Im Rahmen eines Quereinstiegs bewarb sie sich beim beklagten Land für eine Beschäftigung als Lehrerin für die Fächer Informatik und Mathematik an der Integrierten Sekundarschule (ISS), am Gymnasium oder an der Beruflichen Schule.
 
Im Anschluss an ein Bewerbungsgespräch, bei dem die Klägerin ein Kopftuch trug, erläuterte ihr ein Mitarbeiter der Zentralen Bewerbungsstelle die Rechtslage nach dem Berliner Neutralitätsgesetz.
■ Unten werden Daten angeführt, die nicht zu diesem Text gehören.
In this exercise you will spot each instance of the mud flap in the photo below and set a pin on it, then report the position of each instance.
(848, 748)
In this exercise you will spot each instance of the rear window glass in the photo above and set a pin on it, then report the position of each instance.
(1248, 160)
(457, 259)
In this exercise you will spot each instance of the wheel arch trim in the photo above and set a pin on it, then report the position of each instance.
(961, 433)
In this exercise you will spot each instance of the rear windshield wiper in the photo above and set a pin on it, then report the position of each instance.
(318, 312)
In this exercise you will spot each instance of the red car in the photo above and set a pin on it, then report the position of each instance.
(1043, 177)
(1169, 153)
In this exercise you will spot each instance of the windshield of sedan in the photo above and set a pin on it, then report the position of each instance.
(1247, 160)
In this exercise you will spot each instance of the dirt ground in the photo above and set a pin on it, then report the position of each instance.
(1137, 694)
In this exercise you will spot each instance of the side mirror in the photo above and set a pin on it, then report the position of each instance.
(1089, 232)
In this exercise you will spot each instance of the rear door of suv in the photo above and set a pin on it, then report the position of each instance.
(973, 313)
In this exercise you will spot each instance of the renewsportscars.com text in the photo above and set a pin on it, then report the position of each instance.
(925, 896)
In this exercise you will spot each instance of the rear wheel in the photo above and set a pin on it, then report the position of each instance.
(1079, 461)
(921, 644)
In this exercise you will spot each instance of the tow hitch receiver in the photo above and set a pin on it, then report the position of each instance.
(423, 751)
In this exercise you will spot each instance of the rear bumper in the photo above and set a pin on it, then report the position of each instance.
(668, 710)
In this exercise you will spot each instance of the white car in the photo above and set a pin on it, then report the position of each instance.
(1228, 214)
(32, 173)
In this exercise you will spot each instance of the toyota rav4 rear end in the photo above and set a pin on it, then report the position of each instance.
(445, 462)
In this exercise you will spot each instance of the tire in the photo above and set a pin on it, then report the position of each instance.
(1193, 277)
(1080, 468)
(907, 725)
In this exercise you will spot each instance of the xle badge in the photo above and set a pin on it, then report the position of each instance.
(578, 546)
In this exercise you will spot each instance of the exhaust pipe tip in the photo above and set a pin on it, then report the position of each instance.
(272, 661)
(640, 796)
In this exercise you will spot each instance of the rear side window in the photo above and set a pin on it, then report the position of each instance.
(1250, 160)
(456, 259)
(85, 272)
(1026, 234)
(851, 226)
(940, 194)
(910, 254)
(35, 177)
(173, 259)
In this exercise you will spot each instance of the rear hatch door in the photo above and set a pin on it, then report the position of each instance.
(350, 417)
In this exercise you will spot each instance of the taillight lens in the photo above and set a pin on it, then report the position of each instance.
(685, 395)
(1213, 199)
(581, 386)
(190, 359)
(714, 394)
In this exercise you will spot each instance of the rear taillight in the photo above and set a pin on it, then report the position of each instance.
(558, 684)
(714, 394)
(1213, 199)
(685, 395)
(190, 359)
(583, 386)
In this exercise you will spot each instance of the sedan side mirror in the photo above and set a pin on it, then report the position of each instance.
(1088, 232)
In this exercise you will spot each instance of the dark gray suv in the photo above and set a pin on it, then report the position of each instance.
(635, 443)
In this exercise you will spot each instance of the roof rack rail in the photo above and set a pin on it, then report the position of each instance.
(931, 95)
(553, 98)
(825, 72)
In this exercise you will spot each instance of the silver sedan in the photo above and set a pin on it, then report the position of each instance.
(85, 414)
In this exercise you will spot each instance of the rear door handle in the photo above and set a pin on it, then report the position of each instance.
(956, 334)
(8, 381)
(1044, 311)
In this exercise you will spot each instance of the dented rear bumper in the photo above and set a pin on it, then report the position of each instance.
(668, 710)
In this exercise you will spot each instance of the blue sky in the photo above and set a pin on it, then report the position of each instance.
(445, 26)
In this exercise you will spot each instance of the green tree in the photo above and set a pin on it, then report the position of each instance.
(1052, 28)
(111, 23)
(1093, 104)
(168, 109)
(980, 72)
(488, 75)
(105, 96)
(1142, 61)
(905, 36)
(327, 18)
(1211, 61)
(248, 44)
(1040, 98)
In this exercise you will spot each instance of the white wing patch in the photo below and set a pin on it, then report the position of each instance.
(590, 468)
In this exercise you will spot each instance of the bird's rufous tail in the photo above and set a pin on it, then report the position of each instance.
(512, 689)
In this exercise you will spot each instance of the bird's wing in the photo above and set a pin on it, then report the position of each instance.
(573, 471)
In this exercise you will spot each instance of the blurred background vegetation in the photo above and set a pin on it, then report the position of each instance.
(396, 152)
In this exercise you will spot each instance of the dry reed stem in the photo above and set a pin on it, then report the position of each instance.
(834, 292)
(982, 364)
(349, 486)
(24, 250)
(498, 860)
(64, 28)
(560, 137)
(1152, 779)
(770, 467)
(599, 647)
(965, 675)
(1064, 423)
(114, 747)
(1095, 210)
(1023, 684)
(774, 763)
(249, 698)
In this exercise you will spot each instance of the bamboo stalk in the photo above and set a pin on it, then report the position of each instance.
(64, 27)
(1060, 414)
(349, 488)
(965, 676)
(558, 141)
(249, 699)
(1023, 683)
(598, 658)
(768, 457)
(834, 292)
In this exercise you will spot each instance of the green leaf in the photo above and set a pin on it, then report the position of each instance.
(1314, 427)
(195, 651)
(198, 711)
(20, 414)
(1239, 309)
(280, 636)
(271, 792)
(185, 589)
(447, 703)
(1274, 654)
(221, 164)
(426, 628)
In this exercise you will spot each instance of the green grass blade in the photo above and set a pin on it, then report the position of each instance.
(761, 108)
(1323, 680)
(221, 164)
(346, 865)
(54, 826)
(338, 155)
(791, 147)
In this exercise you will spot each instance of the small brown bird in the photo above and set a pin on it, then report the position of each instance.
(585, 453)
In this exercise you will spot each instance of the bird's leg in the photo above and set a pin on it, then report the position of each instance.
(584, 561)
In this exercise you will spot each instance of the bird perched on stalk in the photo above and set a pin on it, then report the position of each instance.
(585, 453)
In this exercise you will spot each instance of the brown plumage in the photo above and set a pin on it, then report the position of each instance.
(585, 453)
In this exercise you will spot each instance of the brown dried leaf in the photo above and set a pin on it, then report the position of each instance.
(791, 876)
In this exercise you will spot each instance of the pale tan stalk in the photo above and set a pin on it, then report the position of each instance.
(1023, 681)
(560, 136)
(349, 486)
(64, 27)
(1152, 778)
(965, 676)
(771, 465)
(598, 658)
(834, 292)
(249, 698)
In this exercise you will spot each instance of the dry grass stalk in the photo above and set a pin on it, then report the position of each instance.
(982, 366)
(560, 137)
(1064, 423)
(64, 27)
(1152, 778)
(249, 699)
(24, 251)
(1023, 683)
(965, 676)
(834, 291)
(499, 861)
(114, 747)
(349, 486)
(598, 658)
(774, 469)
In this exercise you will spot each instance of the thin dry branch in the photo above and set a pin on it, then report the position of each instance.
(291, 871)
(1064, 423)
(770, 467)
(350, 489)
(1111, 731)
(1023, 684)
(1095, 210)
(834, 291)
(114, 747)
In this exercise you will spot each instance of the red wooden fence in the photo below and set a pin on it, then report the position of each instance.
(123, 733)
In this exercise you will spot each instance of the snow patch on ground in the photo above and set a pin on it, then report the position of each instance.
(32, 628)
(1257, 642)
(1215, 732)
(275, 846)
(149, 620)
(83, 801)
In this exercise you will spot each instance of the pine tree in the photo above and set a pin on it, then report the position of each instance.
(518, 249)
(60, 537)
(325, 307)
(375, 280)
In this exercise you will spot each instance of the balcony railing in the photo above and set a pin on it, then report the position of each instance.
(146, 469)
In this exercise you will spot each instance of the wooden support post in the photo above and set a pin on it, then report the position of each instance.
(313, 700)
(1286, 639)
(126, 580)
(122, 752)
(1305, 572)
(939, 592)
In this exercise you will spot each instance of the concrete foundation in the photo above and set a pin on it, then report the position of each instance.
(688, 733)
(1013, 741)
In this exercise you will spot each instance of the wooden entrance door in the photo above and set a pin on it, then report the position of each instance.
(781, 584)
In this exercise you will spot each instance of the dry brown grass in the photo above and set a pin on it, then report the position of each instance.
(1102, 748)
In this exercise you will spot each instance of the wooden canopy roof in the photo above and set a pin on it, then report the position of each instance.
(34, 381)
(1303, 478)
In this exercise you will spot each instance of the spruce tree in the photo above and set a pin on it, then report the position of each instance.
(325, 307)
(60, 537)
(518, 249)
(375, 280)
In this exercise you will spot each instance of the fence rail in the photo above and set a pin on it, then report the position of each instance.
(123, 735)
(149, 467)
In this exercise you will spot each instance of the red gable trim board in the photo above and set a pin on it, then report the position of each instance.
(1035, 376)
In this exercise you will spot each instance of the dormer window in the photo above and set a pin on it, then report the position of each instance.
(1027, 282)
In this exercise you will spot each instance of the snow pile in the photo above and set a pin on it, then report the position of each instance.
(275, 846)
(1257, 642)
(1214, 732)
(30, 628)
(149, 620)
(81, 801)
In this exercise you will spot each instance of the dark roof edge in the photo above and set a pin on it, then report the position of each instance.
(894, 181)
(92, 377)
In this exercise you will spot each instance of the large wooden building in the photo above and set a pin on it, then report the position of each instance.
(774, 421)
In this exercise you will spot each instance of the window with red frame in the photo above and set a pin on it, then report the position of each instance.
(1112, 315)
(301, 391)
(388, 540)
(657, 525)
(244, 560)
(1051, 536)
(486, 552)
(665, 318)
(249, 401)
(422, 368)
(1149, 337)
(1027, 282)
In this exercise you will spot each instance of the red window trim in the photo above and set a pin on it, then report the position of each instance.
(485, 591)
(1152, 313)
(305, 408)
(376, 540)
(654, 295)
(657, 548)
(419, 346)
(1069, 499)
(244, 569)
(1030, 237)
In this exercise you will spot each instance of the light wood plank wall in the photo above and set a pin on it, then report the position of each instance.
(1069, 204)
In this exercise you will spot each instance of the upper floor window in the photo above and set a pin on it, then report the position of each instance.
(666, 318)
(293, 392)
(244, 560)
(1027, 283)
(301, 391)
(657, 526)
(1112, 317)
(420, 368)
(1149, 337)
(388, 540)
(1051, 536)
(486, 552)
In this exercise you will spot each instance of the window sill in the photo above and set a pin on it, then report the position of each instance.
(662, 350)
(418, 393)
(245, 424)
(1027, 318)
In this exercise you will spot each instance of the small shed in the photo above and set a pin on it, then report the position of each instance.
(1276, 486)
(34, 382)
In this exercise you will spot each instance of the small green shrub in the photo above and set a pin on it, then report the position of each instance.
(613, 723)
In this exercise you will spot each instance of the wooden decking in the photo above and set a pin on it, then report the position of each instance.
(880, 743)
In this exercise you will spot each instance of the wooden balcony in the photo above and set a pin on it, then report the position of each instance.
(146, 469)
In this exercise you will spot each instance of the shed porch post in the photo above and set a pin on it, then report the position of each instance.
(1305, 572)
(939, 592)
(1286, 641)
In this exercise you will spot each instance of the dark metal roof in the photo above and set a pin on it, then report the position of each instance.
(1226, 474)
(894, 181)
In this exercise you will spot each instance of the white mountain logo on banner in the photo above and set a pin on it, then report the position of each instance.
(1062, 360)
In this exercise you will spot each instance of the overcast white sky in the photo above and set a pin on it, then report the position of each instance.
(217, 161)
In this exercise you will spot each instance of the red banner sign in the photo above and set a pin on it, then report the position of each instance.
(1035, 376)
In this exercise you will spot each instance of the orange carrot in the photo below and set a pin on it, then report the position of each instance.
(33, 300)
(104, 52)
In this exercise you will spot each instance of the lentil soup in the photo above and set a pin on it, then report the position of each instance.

Hieraus ergebe sich, dass an den öffentlichen Schulen nach dem Schulgesetz, Lehrkräfte innerhalb des Dienstes keine sichtbaren religiösen oder weltanschaulichen Symbole, die für die Betrachterin oder den Betrachter eine Zugehörigkeit zu einer bestimmten Religions- oder Weltanschauungsgemeinschaft demonstrieren, und keine auffallenden religiös oder weltanschaulich geprägten Kleidungsstücke tragen dürfen.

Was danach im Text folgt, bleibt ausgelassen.